The answer to this dilemma is that I need to earn enough of a living with WRITING so I can quit my day job. What a luxury to write without restricting that creative time to evenings and weekends. Maybe. Someday.

Chances are, if you’ve ever allowed friends or family to read your fiction, they’ve wondered if one of your characters were based on them.

I sent a close friend a copy of my novel and she immediately assumed the person who was murdered—described as a relatively empty headed, annoying person—was herself. I had based the murder victim on someone I knew, but it wasn’t my close friend and I was surprised that she would see herself in the character.

I’ve also had family members ask me, “When did that happen to you?” Of course, the event may have loosely happened to me or to someone I knew, but I’m always shocked that people, knowing they’re reading a novel, assume that I’m writing a journal rather then a complete work of fiction.

One of the novels I’m working on is about three sisters, murder and an abusive father. I have two sisters who I know will assume the characters are all about them. My father, who will never read the book unless and until it’s published, will without a doubt, assume the story is all about him. He will be furious. He will also be wrong.

Part of my enjoyment in writing is to create things that I haven’t seen, to shape a world that I can control and to meet people I don’t know. I take a little bit of this, a little bit of that and mix it together to hopefully create something enjoyable to read. Parts of me, parts of my friends, parts of the truth and parts of what never would or could happen. I use it all.

And if anyone did ask me, “Is that character me?” and it was-- I’d quickly and easily lie.

Do you just want to have your ego stroked or do you want to hear the truth? If you give someone one of your stories to read do you only want to hear that it’s great? Or do you want to know that you’ve switched POVs a zillion times, that your descriptions are cliché or that your plot is full of holes?
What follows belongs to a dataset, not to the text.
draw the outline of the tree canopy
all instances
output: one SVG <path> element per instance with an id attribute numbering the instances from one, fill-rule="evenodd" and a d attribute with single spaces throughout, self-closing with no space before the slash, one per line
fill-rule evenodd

Criticism is not always easy to take but I’d rather hear that my plot is full of holes then to go around thinking I’ve written something brilliant when its crap. Unfortunately, most people who are willing to read your work are less likely to say they don’t like it because they don’t want to hurt your feelings. Personally, I’d rather have my feelings hurt then to not know that the work sucks. Hurt my feelings already. Tell me it’s boring. Tell me it’s unlikely. Tell me you were annoyed reading the junk.